In my journal on this day in 1990, I placed a clipping titled
"Music To Chew By." It reports a study by John Hopkins
University on how music affects people's eating patterns. People were
observed over a five-year period.
Listen to this: when there was no music, the average person took 40
minutes to eat
lunch. The average number of bites per minute was 3.93. When slow
background music was played, like Montovani, the average number of bites
was 3.02. Rock music made the average person eat more and twice as fast.
If music can unconsciously affect us this way, think of how you can
consciously influence your health by choosing your music like it's a
medicine. That is what it is.
I love rock and roll. But I don't choose it for dinner music. Neither do
I like to eat in places with loud jukeboxes or bands.
Just last night I dined with a master music medicine man, Jimmy Harris.
He's been playing piano bar in this town for many years and gets more
mellow and tasteful with the years. While people are dining he
administers the medicine of sweet music. Then when they're through, he
rouses them with a little rock and roll.
Maybe I should start calling him "Doctor" Jimmy Harris.
MUSIC YOU HEAR WITH YOUR HEART
Near the article on music as medicine I placed a picture of a garden
entrance with these words: there is always music amongst the trees in
the garden but our hearts must be very quiet to hear it
I once read in a magazine of science that the universe has a pulse, a
beat, and a rhythm.
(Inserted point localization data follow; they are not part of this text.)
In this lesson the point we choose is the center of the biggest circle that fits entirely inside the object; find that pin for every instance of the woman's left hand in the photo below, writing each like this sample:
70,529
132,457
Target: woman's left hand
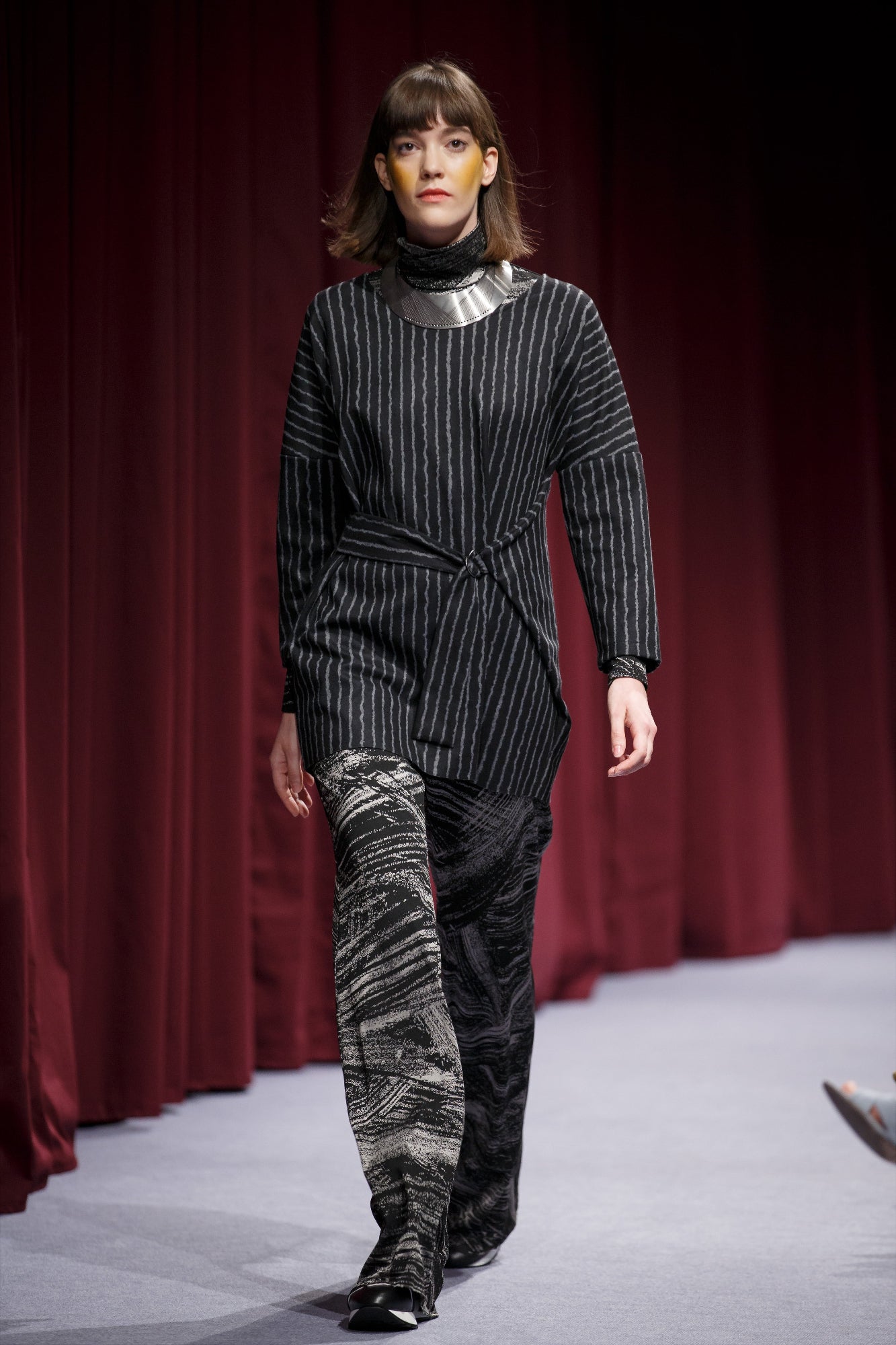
628,709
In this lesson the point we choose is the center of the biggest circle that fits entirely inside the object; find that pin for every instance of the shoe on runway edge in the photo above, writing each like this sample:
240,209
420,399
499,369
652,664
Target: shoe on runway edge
462,1261
381,1308
870,1116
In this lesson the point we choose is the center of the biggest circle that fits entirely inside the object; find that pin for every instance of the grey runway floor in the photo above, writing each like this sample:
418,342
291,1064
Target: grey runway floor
685,1180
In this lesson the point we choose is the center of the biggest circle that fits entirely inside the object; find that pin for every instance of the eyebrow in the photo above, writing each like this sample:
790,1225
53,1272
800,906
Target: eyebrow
412,131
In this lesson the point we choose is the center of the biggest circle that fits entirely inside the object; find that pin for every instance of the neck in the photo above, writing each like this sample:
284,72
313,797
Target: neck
444,267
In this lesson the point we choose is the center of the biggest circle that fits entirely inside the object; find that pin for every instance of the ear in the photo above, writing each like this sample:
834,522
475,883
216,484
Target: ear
382,173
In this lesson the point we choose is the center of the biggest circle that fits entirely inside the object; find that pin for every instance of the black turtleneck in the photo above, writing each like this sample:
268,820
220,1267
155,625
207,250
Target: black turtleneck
442,268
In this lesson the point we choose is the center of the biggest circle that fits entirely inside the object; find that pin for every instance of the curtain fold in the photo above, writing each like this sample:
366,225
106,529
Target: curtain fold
166,923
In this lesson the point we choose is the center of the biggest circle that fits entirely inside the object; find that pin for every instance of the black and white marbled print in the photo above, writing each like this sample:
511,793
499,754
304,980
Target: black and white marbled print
485,851
436,1016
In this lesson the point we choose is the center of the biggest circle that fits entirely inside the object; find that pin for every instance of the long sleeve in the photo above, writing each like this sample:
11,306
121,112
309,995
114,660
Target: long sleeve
604,500
313,500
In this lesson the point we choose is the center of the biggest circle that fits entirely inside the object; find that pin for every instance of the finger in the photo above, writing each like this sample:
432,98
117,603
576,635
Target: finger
618,732
637,758
282,785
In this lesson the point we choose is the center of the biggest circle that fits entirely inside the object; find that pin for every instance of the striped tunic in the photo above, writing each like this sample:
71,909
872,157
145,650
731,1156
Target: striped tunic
416,602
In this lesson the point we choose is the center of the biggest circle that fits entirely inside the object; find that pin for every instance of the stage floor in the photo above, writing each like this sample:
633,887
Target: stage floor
685,1182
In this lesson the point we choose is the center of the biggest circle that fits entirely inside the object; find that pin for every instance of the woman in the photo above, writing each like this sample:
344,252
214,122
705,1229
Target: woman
431,404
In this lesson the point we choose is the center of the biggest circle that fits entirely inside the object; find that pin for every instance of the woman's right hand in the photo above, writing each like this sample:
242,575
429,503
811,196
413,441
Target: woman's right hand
291,778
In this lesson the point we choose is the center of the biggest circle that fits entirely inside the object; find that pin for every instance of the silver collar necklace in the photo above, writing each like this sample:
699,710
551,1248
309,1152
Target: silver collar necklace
447,307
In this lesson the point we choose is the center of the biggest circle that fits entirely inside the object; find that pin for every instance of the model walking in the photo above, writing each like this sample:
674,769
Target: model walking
430,407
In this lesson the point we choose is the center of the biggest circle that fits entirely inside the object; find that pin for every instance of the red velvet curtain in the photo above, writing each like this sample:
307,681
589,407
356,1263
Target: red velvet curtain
719,190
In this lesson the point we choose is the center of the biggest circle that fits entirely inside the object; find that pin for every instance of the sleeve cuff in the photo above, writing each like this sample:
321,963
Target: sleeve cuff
288,697
626,666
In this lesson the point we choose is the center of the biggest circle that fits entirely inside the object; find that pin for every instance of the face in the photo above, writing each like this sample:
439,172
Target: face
436,177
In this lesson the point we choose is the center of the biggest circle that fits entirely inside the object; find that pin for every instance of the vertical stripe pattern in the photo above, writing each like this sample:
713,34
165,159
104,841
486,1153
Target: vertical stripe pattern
455,434
435,1012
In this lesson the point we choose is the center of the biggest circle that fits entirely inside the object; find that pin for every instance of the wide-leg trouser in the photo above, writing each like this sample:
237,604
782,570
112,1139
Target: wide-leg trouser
435,1015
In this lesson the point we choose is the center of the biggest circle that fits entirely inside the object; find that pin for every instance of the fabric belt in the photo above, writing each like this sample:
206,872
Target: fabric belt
444,700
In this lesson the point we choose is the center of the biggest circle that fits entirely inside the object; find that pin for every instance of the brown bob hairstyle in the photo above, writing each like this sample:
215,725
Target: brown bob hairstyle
365,216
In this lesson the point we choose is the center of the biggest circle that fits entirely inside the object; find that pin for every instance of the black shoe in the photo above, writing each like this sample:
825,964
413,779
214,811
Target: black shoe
460,1261
381,1308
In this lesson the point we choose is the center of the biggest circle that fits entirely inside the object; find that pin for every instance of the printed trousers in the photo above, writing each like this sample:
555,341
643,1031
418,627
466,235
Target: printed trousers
435,1011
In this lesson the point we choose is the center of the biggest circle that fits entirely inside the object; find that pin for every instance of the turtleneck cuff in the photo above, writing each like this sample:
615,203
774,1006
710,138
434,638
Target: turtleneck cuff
442,268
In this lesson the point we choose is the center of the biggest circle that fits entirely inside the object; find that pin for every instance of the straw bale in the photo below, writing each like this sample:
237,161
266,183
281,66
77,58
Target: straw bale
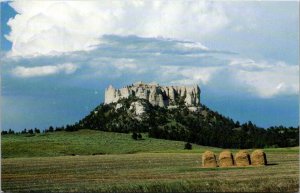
209,159
242,158
226,159
258,157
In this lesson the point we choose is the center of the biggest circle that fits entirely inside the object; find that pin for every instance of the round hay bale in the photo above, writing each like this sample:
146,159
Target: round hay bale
226,159
209,160
258,157
242,158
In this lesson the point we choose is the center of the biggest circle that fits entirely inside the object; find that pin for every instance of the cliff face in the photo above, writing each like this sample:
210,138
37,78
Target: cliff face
163,96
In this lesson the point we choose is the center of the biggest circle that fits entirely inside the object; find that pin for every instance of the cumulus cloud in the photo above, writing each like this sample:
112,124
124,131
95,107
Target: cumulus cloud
53,27
178,62
27,72
268,80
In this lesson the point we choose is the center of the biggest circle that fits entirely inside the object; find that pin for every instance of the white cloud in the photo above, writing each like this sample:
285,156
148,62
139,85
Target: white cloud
52,27
268,80
27,72
187,75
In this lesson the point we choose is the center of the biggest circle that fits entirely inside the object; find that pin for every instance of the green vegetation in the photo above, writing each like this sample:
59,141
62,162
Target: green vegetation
86,142
35,163
206,127
146,172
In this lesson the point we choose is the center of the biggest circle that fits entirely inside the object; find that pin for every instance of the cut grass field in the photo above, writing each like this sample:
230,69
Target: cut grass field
133,166
86,142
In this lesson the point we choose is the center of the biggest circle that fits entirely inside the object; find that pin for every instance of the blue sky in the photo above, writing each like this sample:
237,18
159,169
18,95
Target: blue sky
59,56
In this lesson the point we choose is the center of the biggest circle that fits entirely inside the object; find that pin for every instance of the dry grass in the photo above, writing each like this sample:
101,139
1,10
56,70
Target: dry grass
242,158
209,159
258,157
151,172
226,159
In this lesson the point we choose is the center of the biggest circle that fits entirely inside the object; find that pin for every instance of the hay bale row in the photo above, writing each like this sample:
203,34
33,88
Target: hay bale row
242,158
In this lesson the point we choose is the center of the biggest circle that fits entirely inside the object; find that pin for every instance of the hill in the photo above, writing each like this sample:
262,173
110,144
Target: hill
86,142
203,127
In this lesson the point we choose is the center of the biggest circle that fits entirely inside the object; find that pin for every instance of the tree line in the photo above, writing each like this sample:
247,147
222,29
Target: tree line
205,127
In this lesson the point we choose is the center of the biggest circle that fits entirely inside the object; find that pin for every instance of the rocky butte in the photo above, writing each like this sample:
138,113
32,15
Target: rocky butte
163,96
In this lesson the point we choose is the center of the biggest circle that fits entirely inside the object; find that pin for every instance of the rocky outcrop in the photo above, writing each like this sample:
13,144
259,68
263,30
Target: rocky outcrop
163,96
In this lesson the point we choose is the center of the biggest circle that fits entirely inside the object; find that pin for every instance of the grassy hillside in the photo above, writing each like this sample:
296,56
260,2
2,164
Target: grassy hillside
42,163
146,172
86,142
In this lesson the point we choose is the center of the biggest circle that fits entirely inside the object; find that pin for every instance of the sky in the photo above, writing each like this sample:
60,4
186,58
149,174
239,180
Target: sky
57,57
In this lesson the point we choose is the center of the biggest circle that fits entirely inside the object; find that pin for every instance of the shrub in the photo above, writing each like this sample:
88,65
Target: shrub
134,135
188,146
140,136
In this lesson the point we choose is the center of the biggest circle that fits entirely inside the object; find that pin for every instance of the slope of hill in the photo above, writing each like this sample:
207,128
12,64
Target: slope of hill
86,142
204,127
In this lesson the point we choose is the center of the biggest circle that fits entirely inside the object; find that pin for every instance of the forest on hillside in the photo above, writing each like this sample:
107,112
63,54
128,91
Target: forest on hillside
205,127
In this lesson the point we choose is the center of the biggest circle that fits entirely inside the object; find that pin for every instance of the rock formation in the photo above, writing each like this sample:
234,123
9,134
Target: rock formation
163,96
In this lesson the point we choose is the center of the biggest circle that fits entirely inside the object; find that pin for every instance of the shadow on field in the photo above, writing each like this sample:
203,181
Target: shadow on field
273,164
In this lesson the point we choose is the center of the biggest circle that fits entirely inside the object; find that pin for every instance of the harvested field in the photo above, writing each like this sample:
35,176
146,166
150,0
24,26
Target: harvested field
258,157
226,159
242,158
146,172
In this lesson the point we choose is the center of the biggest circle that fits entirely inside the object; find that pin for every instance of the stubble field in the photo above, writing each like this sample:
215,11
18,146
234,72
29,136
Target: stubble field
149,171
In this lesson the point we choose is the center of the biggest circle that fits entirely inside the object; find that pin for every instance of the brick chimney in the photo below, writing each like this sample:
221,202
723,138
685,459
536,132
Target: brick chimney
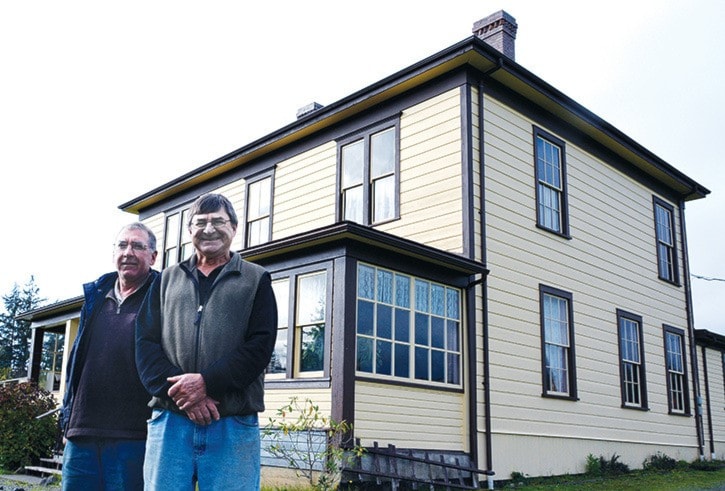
498,30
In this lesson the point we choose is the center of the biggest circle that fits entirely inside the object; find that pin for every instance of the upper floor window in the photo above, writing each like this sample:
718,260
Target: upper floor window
675,362
177,240
407,327
259,211
369,176
631,360
666,248
301,349
551,194
557,342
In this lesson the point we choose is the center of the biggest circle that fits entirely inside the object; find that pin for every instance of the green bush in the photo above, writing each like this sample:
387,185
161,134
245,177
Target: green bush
24,439
660,462
707,465
603,467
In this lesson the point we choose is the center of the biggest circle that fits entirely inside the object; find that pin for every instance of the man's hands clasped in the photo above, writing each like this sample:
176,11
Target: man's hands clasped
188,391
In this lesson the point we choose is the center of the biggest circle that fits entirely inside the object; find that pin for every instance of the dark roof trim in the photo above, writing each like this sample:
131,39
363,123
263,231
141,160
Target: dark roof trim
52,311
472,52
368,236
710,339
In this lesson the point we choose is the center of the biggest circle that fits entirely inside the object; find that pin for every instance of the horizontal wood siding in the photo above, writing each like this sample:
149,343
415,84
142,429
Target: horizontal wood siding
156,224
275,399
609,263
234,192
410,417
304,191
430,174
715,389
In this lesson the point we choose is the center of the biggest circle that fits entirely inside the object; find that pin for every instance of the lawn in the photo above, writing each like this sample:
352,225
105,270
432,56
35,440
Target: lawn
675,480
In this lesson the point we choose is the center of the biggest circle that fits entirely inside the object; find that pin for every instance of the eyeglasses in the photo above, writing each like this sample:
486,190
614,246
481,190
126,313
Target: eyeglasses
215,223
135,246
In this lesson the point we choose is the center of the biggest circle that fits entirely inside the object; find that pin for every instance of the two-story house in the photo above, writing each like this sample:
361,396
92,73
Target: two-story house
467,261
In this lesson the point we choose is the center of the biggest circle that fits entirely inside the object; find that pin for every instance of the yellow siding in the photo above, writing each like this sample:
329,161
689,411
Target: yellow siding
609,263
430,174
715,389
410,417
304,191
234,192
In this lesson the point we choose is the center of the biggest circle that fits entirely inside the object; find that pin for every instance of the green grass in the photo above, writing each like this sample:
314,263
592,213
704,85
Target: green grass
675,480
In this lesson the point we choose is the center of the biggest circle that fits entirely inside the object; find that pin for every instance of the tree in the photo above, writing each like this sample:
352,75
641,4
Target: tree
15,334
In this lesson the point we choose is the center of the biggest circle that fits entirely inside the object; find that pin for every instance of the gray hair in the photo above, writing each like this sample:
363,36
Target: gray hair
209,203
141,226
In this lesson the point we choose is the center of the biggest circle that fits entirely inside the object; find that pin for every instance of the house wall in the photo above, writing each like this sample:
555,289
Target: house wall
610,262
712,384
410,417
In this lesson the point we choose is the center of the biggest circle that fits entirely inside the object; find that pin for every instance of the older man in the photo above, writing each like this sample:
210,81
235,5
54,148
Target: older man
203,339
105,405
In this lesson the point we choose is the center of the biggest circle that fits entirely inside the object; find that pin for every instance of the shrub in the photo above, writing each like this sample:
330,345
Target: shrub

And it is similar to the beat of a resting human
heart.
Could it be that this beat is what we tune into when we walk in the
woods or sit in solitude by the ocean or a babbling mountain stream? We
are actually tuning our hearts to the rhythm of the universe, becoming
one with Mother Earth?
Part of my daily music is sitting and watching my birds. My son and
daughter-in-law gave me a small microphone to place in the feeding area
so I can hear their singing. I often take my meals in solitude at my
four-by-four foot window where I watch and listen to the birds.
It's music you can hear with your heart.